Ordinary members of the SACP this week lobbied strongly for the party to end its reliance on the ANC to govern.
But the final resolution announced by party leaders was a mild one – they only committed to establishing a committee to assess the party’s power and electoral options.
SACP deputy secretary Jeremy Cronin said the move to establish the committee was part of how the party constantly evaluated its power and influence.
“We have resolved that the SACP stance towards electoral politics will be evaluated in an ongoing manner in the context of our wider, medium-term vision to build a working class hegemony,” he said.
SACP general secretary Blade Nzimande said much emphasis was being placed on getting the alliance to function properly.

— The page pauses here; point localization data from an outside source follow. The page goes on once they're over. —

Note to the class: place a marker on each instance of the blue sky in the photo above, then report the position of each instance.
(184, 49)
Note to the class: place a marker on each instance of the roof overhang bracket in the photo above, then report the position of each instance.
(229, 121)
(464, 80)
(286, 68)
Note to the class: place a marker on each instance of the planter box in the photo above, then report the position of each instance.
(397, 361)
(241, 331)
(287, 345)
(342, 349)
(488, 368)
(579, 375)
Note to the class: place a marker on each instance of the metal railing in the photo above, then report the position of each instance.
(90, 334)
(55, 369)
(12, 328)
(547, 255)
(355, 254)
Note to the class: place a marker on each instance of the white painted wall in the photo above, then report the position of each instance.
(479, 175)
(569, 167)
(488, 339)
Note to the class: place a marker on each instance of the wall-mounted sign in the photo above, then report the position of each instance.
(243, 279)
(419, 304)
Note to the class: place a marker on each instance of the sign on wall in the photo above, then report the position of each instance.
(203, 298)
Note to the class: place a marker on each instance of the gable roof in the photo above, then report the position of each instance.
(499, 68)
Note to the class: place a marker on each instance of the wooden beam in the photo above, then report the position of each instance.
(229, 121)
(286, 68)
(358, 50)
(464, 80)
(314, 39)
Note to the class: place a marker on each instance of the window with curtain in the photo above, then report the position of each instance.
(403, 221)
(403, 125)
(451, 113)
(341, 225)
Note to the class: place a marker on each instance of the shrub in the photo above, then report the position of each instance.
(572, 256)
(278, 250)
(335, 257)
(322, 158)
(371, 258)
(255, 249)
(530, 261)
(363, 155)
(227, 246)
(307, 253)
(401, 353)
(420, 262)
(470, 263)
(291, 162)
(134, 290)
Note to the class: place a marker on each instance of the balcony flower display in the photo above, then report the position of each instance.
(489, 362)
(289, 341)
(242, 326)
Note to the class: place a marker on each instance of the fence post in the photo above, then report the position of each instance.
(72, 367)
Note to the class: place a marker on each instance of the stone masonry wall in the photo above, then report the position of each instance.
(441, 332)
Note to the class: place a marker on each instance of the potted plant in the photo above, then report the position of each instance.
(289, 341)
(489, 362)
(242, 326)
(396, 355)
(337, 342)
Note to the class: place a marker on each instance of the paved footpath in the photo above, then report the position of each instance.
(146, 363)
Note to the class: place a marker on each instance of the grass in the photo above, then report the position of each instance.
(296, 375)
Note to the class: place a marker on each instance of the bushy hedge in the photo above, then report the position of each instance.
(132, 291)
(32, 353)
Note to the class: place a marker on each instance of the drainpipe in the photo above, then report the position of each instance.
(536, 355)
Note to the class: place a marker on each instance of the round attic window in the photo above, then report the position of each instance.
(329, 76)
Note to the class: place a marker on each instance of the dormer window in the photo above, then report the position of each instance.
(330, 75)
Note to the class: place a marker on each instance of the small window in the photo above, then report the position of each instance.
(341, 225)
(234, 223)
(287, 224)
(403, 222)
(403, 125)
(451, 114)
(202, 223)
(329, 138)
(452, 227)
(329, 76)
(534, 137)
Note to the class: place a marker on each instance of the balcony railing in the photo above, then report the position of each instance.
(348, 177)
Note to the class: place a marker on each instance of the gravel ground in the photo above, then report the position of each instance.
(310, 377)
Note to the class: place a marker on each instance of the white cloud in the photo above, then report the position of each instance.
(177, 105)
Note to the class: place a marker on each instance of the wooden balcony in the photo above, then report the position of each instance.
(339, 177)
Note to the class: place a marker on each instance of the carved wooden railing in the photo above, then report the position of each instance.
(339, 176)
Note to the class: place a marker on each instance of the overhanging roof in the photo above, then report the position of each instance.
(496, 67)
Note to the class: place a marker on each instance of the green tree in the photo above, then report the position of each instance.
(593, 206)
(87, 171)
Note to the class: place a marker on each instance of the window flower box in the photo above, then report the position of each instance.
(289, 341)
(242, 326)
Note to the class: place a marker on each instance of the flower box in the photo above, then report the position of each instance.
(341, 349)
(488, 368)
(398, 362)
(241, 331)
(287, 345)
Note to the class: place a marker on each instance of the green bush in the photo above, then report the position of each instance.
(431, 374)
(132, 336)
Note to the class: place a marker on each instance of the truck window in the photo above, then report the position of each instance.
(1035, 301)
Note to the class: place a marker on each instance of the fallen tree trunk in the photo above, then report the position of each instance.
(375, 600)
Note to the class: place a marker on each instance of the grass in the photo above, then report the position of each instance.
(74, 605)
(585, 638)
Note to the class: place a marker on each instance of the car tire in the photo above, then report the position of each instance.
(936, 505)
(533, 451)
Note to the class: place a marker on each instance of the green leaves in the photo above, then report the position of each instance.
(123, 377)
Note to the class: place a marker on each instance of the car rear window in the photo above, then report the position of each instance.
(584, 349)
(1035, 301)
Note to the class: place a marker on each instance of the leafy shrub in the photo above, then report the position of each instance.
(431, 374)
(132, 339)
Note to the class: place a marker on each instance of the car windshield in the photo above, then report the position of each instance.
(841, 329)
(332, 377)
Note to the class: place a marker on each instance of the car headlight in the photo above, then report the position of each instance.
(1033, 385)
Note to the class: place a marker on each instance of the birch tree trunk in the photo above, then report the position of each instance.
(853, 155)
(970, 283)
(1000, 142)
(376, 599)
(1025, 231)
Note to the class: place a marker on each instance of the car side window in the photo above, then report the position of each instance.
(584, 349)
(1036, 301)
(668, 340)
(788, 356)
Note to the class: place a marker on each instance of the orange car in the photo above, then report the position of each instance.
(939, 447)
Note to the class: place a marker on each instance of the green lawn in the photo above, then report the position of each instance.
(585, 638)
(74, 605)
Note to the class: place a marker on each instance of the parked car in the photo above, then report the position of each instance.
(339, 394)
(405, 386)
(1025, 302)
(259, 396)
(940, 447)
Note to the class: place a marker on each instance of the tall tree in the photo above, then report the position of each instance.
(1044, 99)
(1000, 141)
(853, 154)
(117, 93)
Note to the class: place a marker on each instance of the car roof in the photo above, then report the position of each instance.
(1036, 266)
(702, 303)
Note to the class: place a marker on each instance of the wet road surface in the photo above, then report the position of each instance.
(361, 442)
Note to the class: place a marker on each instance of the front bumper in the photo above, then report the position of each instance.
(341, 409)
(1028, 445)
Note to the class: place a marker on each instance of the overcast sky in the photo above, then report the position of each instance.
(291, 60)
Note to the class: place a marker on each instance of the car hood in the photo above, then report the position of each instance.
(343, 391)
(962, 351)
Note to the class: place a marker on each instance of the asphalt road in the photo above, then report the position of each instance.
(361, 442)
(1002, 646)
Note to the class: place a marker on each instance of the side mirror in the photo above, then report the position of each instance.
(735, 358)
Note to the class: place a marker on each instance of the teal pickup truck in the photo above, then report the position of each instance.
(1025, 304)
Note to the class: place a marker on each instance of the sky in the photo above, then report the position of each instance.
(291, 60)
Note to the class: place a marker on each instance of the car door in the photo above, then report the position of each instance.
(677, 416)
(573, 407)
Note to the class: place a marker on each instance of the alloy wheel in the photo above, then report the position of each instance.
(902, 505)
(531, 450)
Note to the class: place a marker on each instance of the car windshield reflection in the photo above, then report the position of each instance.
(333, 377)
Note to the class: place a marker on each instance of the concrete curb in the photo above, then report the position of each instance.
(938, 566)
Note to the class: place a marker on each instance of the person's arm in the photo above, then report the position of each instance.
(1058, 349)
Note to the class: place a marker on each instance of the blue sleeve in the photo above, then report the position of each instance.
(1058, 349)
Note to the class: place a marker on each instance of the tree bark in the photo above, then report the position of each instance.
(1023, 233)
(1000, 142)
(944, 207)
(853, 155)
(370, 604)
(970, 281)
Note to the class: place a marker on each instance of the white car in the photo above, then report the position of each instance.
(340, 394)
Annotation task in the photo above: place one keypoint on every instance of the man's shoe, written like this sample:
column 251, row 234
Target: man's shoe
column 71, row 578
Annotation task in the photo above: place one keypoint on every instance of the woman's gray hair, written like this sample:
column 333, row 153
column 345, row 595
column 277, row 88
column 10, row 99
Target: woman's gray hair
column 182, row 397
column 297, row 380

At least three senior leaders who spoke to City Press said the election issue had become a raging debate at the party’s special national congress, which ended yesterday.
It was a source of great discomfort to SACP leaders, who believed it was not the right time to lock horns with its ally, the governing ANC.
Members who wanted to contest elections said Ramaphosa was not to be trusted and needed to be viewed as a “capitalist”.
There was also concern that, if he took over, the SACP could be sidelined and relations would be strained, as had been the case when former president Thabo Mbeki was in power.
“The idea of 2019 is premised on the fact that we need to check exactly how Cyril intends to deal with the SACP. Will we enjoy cordial relations, as is the case under [President Jacob] Zuma?” asked a provincial leader.
“Zuma has been very good to the SACP. Our members have been deployed in government.
“Will he retain our members? Even if we don’t win the debate now, we must still scrutinise him leading up to 2019 and take drastic decisions if needs be.”
The five-day SACP special congress was held at the University of Johannesburg in Soweto and ended yesterday.
Nzimande and chairperson Senzeni Zokwana warned at the start of the congress that individual irritations with the ANC should not lead to the radical step of the SACP contesting elections on its own.
Since President Zuma took over in 2009, many SACP members have taken up prominent positions in government.
This is seen as his way of appeasing his allies to maintain the unity of the alliance.
The SACP senior leadership in government consists of Nzimande as higher education minister, Public Works Minister Thulas Nxesi and his deputy Cronin, Zokwana as minister of agriculture and former Young Communist League (YCL) national secretary Buti Manamela, who is now deputy minister in the presidency.
The two provinces that led the debate on the need for the SACP to contest state power were Mpumalanga and KwaZulu-Natal, supported by the YCL.
KwaZulu-Natal is the biggest provincial structure, with 60 000 members.
The provincial leadership of Mpumalanga said it carried a mandate from delegates who had resolved at their recent congress not to campaign for the ANC.
Since the start of this year, it has boycotted all ANC meetings and activities because of ongoing tensions.
They have escalated to a point where ANC members attacked SACP members earlier this year.
Others opposed to the idea argued that contesting elections would split the ANC vote and could easily see the opposition taking power.
The growth in SACP membership is said to have also boosted the confidence of some members, who said that if the ANC could grow from 60 000 members in 1994 to more than 1 million now, so could the SACP.
The party this week reported that it had at least 225 000 members.
Cosatu president Sdumo Dlamini said the debate was a result of a number of frustrations on the ground, but it was also about how the party influenced the state.
“Whatever approach you take, you have to move with the majority of the population.
“The ANC is still capable of amassing the majority of our people,” he said.
“How many people will vote for you if you wake up and declare that South Africa is a socialist state?” asked Dlamini.
“The ANC will still remain dominant. South Africans with their problems will still vote for the ANC.”